A society has been formed in Berlin for the purpose of preventing the extermination of the elephant in the German African possessions and of promoting the increase and usefulness of the animals.



OBITUARY NOTES.

General John Newton, a distinguished officer, Chief of Engineers of the United States Army, and an eminent engineer, best known, perhaps, from his services in clearing the channel of Hell Gate from its dangerous rocks, died at his home in this city, May 1st, after an illness of a few weeks, from chronic rheumatism. A portrait of him and a sketch of his life up to his appointment as Commissioner of Public Works of the City of New York were given in The Popular Science Monthly for October, 1886. A detailed account, with maps and illustrations, of the improvement of the East River and Hell Gate, furnished by him, was published in the Monthly for February, 1886. His appointment as Superintendent of Public Works of this city was an ideal one, of the fittest man for that highly responsible position to be found.
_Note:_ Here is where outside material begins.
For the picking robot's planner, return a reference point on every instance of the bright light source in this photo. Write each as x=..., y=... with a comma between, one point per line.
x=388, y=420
In it he executed some of the most important works the city has undertaken, and his administration is described as having been notably able and having resulted in great public good. Since April, 1888, he had been President of the Panama Railway Company, the Panama Steamship Company, and the Columbian Steamship Line.

Dr. George A. Rex, of Philadelphia, whose sudden death was recently announced, was an earnest student of the lower orders of fungi, an authority of the highest repute on myxomycetes, an ardent microscopist, and a discoverer of many new species in his special province.